Former Archbishop of Canterbury Rowan Williams has claimed that becoming transgender is “a sacred journey of becoming whole” as he called for the Government to cover gender confusion in its ban on conversion therapy.
Last week, the Government signalled it intended to scrap its proposed ban, but U-turned only a few hours later following backlash from LGBT activists. It agreed to continue with a ‘legislative approach’, but said it would not apply to those experiencing gender confusion.
Lord Williams, who was Archbishop of Canterbury between 2003 and 2012, signed a letter to the Prime Minister written by LGBT activist Steve Chalke. They argued a conversion therapy ban must not be limited to those who identify as lesbian, gay and bisexual, but must also include those who say they are transgender.
The letter, also signed by a handful of other church ministers, claimed: “To be trans is to enter a sacred journey of becoming whole: precious, honoured and loved, by yourself, by others and by God.

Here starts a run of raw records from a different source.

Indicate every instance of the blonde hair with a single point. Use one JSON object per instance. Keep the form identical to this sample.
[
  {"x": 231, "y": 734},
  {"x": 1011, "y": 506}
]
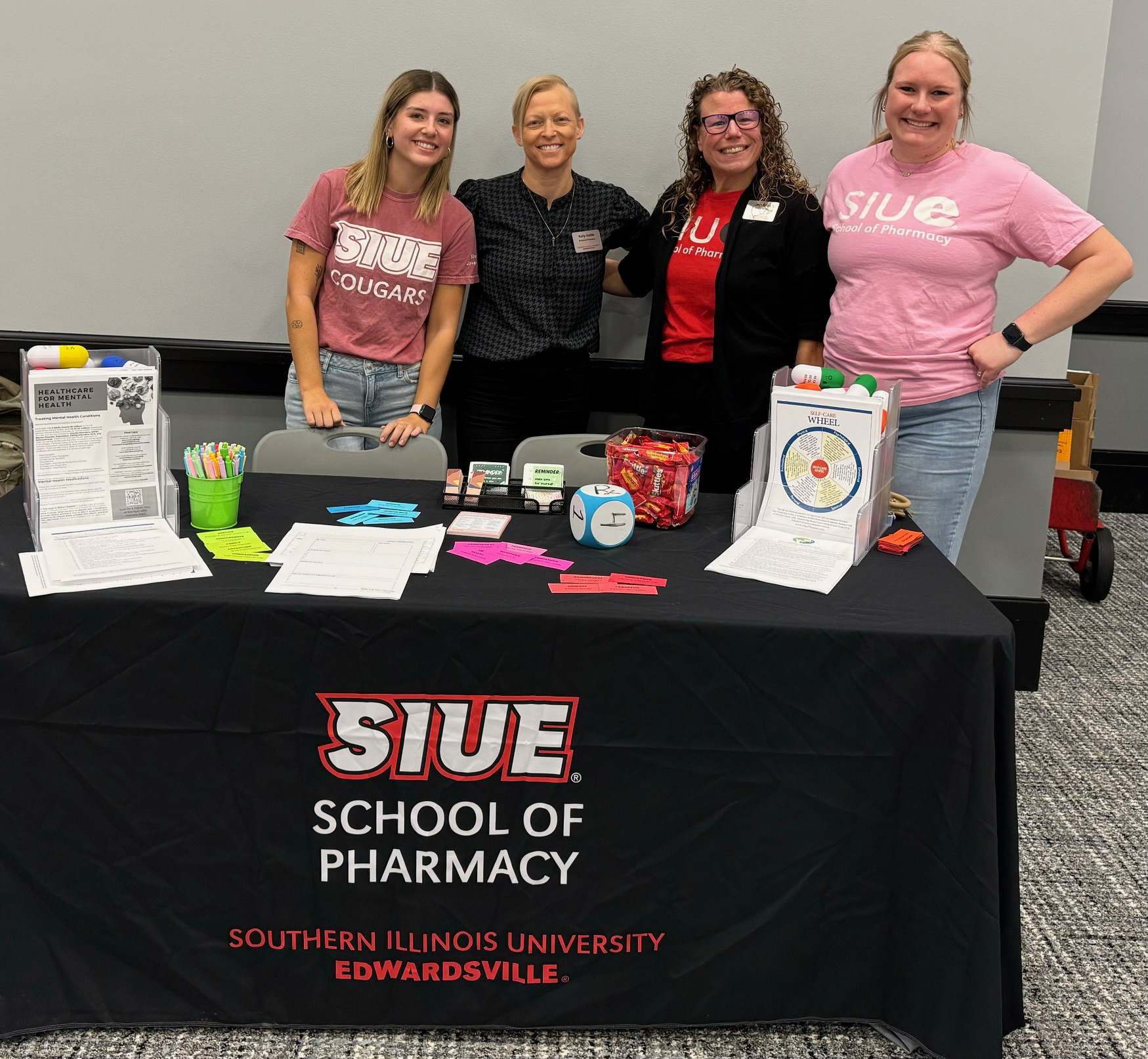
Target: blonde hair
[
  {"x": 532, "y": 87},
  {"x": 947, "y": 47},
  {"x": 368, "y": 177},
  {"x": 776, "y": 167}
]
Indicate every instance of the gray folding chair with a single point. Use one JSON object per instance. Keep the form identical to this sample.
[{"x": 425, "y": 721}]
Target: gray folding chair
[
  {"x": 582, "y": 455},
  {"x": 309, "y": 452}
]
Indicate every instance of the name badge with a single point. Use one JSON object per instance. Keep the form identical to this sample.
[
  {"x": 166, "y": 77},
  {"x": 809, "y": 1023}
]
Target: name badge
[
  {"x": 758, "y": 211},
  {"x": 587, "y": 242}
]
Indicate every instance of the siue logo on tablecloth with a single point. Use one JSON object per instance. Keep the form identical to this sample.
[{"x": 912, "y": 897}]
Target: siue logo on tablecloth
[{"x": 517, "y": 739}]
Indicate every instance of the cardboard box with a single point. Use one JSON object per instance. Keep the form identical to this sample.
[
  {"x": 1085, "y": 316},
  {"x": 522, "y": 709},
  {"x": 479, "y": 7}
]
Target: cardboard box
[
  {"x": 1078, "y": 475},
  {"x": 1074, "y": 448}
]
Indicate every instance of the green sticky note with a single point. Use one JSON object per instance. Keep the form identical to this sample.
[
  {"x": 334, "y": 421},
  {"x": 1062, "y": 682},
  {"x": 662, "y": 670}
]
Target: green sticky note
[
  {"x": 543, "y": 476},
  {"x": 242, "y": 538},
  {"x": 498, "y": 473}
]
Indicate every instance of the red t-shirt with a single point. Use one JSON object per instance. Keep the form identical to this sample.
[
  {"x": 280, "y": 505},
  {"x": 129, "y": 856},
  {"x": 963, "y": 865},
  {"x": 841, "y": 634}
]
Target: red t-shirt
[
  {"x": 381, "y": 270},
  {"x": 689, "y": 332}
]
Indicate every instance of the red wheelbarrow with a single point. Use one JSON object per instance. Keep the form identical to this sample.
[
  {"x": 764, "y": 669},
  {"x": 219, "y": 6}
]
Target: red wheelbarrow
[{"x": 1076, "y": 508}]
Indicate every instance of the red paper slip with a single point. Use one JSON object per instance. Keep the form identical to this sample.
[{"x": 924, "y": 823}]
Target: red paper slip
[
  {"x": 636, "y": 579},
  {"x": 605, "y": 588}
]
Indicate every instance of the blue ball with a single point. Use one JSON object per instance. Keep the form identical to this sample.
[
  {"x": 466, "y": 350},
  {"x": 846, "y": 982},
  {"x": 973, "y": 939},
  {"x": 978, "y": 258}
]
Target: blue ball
[{"x": 602, "y": 516}]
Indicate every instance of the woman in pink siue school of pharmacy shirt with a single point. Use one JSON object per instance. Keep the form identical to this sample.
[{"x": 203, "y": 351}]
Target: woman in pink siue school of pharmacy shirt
[{"x": 921, "y": 225}]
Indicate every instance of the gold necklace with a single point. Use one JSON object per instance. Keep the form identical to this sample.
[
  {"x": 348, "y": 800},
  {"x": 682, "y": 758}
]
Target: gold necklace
[
  {"x": 543, "y": 220},
  {"x": 908, "y": 173}
]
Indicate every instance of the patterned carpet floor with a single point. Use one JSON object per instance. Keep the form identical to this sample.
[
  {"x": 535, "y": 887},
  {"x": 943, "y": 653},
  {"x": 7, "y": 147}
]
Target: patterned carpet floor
[{"x": 1083, "y": 770}]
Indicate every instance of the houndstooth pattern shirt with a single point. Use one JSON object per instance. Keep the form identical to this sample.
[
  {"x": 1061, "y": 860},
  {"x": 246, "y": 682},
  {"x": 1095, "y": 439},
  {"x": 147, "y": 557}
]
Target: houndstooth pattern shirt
[{"x": 536, "y": 293}]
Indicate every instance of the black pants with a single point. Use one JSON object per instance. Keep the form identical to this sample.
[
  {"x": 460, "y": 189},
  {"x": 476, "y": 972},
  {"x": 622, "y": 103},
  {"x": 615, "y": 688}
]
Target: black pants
[
  {"x": 504, "y": 401},
  {"x": 686, "y": 406}
]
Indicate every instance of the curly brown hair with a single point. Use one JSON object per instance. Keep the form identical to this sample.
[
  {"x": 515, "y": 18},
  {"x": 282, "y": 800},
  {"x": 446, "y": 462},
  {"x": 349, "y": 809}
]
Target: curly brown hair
[{"x": 777, "y": 173}]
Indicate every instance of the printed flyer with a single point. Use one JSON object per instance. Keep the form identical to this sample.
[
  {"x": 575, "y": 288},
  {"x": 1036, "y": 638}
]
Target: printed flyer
[{"x": 95, "y": 444}]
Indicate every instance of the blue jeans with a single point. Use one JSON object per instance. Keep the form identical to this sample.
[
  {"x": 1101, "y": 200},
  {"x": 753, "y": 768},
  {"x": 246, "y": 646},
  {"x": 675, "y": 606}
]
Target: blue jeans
[
  {"x": 942, "y": 452},
  {"x": 369, "y": 393}
]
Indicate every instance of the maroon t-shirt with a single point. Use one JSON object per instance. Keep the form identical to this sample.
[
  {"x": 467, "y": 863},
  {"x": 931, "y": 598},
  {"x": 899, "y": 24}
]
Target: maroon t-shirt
[{"x": 381, "y": 270}]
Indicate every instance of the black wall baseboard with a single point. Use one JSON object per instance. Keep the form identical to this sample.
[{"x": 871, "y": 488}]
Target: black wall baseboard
[
  {"x": 1123, "y": 481},
  {"x": 260, "y": 369},
  {"x": 1029, "y": 618},
  {"x": 1123, "y": 318}
]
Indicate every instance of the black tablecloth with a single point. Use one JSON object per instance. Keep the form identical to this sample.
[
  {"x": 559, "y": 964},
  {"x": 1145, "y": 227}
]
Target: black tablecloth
[{"x": 783, "y": 806}]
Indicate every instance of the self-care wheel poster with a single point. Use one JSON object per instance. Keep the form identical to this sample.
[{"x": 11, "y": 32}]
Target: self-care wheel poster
[
  {"x": 820, "y": 469},
  {"x": 820, "y": 463}
]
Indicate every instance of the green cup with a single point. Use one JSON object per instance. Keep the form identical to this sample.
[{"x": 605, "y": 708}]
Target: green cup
[{"x": 214, "y": 501}]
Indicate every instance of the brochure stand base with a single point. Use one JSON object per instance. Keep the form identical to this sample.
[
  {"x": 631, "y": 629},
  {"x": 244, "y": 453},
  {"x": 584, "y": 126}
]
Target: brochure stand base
[
  {"x": 870, "y": 521},
  {"x": 168, "y": 487}
]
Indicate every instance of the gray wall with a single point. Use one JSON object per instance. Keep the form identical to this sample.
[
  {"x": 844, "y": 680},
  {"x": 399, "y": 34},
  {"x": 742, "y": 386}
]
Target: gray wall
[
  {"x": 154, "y": 153},
  {"x": 1120, "y": 174},
  {"x": 1120, "y": 198}
]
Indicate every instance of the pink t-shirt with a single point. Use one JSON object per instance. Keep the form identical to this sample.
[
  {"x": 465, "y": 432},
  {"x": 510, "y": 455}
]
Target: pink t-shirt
[
  {"x": 381, "y": 270},
  {"x": 916, "y": 249}
]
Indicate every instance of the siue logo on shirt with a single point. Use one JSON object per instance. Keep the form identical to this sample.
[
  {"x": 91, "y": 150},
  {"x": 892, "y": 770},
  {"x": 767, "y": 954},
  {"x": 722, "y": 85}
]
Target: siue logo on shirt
[
  {"x": 391, "y": 253},
  {"x": 889, "y": 219},
  {"x": 698, "y": 238}
]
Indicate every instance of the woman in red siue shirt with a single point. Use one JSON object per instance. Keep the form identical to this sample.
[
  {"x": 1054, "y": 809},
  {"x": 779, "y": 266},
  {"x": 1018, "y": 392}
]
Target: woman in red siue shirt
[
  {"x": 381, "y": 254},
  {"x": 922, "y": 223},
  {"x": 735, "y": 254}
]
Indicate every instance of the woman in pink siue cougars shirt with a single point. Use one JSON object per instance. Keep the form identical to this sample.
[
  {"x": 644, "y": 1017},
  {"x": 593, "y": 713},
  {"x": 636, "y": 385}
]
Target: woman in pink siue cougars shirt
[
  {"x": 381, "y": 254},
  {"x": 922, "y": 223}
]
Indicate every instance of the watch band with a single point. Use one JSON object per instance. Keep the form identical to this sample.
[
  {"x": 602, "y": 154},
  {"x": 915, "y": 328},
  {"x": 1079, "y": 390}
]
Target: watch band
[{"x": 1015, "y": 337}]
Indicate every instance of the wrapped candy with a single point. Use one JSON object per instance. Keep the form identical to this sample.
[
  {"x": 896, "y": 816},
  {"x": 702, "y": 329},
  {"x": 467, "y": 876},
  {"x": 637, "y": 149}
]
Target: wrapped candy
[{"x": 662, "y": 472}]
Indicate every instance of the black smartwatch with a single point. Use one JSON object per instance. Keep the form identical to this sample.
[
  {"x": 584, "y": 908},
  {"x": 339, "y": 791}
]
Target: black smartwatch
[{"x": 1015, "y": 337}]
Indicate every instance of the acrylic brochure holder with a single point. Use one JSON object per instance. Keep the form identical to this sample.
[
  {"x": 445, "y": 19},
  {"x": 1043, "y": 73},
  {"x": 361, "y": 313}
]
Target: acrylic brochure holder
[
  {"x": 168, "y": 490},
  {"x": 872, "y": 519}
]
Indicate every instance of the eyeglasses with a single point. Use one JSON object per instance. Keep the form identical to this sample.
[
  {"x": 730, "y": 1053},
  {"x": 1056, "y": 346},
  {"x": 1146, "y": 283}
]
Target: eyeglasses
[{"x": 717, "y": 123}]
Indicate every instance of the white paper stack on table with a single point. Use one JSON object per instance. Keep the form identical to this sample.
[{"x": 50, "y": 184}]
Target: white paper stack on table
[
  {"x": 352, "y": 561},
  {"x": 821, "y": 475},
  {"x": 110, "y": 556},
  {"x": 96, "y": 475}
]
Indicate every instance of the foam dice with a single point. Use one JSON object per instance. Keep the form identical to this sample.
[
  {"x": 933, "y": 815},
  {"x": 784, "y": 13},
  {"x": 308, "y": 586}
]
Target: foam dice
[{"x": 602, "y": 516}]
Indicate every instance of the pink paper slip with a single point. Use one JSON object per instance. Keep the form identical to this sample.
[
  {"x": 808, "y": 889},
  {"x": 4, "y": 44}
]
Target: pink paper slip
[
  {"x": 636, "y": 579},
  {"x": 519, "y": 554},
  {"x": 477, "y": 553},
  {"x": 550, "y": 561},
  {"x": 605, "y": 588}
]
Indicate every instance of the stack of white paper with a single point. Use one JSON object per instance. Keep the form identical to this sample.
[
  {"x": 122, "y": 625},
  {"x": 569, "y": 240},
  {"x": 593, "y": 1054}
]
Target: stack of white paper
[
  {"x": 352, "y": 561},
  {"x": 110, "y": 556}
]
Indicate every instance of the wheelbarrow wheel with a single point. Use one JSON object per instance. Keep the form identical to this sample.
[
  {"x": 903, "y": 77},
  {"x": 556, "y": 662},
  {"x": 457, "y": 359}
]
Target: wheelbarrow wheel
[{"x": 1097, "y": 577}]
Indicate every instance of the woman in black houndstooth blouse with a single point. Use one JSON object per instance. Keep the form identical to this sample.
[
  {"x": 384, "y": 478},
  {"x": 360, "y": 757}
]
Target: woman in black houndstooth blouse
[{"x": 532, "y": 322}]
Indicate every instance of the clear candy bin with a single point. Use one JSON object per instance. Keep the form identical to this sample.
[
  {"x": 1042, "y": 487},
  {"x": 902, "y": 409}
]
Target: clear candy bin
[{"x": 662, "y": 470}]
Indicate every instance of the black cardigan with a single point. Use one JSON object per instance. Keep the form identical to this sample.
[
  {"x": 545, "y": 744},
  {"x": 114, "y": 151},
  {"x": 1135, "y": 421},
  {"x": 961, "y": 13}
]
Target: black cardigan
[{"x": 773, "y": 290}]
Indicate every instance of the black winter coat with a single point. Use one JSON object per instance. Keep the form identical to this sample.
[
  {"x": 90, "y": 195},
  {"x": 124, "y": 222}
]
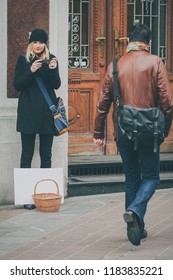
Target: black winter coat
[{"x": 33, "y": 113}]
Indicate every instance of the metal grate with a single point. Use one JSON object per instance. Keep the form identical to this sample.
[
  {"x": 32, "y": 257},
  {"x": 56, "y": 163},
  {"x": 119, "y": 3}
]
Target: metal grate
[{"x": 89, "y": 170}]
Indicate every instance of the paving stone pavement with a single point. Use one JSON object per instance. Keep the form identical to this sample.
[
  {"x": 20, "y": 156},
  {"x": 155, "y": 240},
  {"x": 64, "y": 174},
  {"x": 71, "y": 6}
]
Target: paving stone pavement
[{"x": 86, "y": 228}]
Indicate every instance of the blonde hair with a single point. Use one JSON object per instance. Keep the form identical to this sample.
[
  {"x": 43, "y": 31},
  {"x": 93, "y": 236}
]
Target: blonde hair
[{"x": 30, "y": 54}]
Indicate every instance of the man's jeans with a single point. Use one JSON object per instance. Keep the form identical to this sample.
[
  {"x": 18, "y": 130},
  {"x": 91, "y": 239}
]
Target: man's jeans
[{"x": 141, "y": 168}]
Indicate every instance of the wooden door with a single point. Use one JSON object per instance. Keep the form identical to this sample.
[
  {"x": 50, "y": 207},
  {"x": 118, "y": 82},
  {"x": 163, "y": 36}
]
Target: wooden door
[
  {"x": 88, "y": 59},
  {"x": 97, "y": 32}
]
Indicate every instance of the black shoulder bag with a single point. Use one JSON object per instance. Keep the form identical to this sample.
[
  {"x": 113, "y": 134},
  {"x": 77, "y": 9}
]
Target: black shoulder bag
[{"x": 142, "y": 126}]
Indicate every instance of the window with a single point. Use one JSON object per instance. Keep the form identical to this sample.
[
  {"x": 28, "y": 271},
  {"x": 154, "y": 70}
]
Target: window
[
  {"x": 153, "y": 13},
  {"x": 78, "y": 34}
]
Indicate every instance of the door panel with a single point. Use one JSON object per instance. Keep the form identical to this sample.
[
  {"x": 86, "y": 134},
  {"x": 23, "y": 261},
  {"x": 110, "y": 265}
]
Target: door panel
[{"x": 85, "y": 71}]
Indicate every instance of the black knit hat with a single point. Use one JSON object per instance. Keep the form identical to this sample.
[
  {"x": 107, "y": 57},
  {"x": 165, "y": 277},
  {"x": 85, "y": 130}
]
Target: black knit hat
[{"x": 38, "y": 35}]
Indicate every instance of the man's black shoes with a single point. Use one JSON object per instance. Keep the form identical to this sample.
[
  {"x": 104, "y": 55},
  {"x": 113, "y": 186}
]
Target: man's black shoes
[{"x": 133, "y": 231}]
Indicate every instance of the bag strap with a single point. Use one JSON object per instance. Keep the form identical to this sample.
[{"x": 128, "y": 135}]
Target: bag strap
[
  {"x": 116, "y": 90},
  {"x": 43, "y": 89}
]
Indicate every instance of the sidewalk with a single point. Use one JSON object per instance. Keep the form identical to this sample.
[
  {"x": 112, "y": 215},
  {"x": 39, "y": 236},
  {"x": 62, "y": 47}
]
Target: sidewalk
[{"x": 86, "y": 228}]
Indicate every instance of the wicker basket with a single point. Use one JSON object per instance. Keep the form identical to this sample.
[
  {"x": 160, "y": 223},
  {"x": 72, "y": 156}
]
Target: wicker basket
[{"x": 47, "y": 202}]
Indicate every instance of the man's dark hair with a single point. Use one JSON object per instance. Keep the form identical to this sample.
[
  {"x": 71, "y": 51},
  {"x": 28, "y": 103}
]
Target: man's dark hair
[{"x": 140, "y": 32}]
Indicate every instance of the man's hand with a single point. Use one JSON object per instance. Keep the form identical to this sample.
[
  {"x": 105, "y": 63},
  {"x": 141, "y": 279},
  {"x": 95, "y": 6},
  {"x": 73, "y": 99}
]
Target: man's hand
[{"x": 100, "y": 142}]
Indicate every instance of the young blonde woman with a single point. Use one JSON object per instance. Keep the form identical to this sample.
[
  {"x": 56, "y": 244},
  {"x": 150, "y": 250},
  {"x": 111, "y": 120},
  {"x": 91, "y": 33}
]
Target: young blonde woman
[{"x": 33, "y": 114}]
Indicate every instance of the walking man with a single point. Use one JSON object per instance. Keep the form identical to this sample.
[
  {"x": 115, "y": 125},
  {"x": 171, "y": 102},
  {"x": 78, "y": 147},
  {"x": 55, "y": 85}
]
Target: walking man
[{"x": 143, "y": 83}]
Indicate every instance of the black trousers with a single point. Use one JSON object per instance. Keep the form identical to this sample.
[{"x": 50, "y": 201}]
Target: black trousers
[{"x": 45, "y": 150}]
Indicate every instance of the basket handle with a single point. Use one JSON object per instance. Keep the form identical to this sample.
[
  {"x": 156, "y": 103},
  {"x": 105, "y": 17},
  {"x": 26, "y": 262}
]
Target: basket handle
[{"x": 46, "y": 180}]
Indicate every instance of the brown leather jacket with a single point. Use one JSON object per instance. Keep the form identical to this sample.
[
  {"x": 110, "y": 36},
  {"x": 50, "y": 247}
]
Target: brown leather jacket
[{"x": 143, "y": 83}]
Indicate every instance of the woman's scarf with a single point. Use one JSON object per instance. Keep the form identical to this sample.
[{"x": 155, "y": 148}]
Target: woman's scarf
[{"x": 137, "y": 46}]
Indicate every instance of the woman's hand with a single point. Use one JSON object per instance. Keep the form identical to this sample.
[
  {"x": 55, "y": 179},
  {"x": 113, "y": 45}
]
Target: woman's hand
[
  {"x": 53, "y": 63},
  {"x": 36, "y": 65}
]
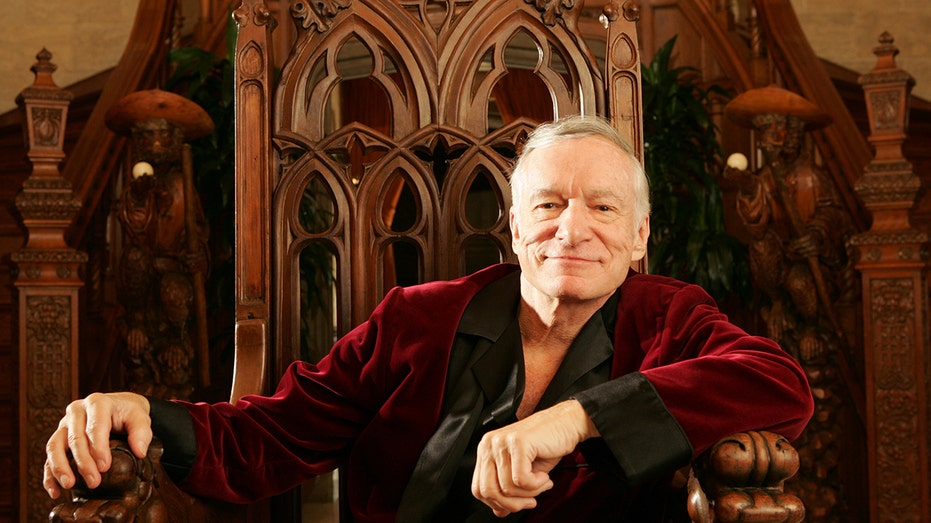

“To allow those discerning this journey to be subject to coercive or undermining practices is to make prayer a means of one person manipulating another. It is a wrong-hearted notion of care and a wrong-headed understanding of conversion. Every church should be a safe space that affirms people in being who they are without fear of judgment.”
Chalke is the author of “The Lost Message of Jesus” which denies that only Christ could take the punishment for our sin, calling such theology “cosmic child abuse”. He told the PA news agency this week that “lives have been lost” and “ruined” by conversion therapy, and said failing to include trans people is “prejudice, discrimination, it’s a disgrace”.
He went on: “We have waited four years around this and we can’t wait any longer. A ban on conversion therapy must be now and it must be a ban for everyone, for all people, for LGB and T people.”
The Institute’s Ciarán Kelly said: “It seems remarkable that a former Archbishop should have such a poor understanding of salvation and discipleship.
“Converting to Christ means we stop living for ourselves and start living for God. We must follow the teachings of scripture, not the values of the world. Our lives are an ongoing process of sanctification as we seek, with the Spirit’s help, to be more like Christ.
“The Bible is clear that God created us male and female. It is equally clear that sexual activity is exclusively for marriage, which is only between one man and one woman. To reject these truths is not ‘sacred’ but sinful.
To reject these truths is not ‘sacred’ but sinful.
“Jesus said ‘If anyone would come after me, he must deny himself and take up his cross and follow me’.
“Faithful Christians seek to flee from sin wherever they identify it in their lives, and instead embrace their new life in Christ. This is the real sacred journey and there are thousands of faithful churches in the UK that are full of people, including LGBT people, who are on this journey.”
Let us pray
Last week, other church leaders wrote to Boris Johnson to express “considerable concern” over the Government’s decision not to abandon its proposed conversion therapy ban.
They said the original decision to abandon the legislation was “exactly the right approach”, but asked for “urgent clarification” when the Government announced its U-turn later the same day.
They said: “We are of course pleased to hear that trans issues are to be left out, which removes the threat of criminalising those seeking to help vulnerable young people on this issue.
“But it remains the case that a poorly-drafted ‘LGB only’ conversion therapy law could still criminalise mainstream Christian teaching and ministry, by making it illegal for us to teach people and help people of every age to live according to the Christian understanding of marriage.”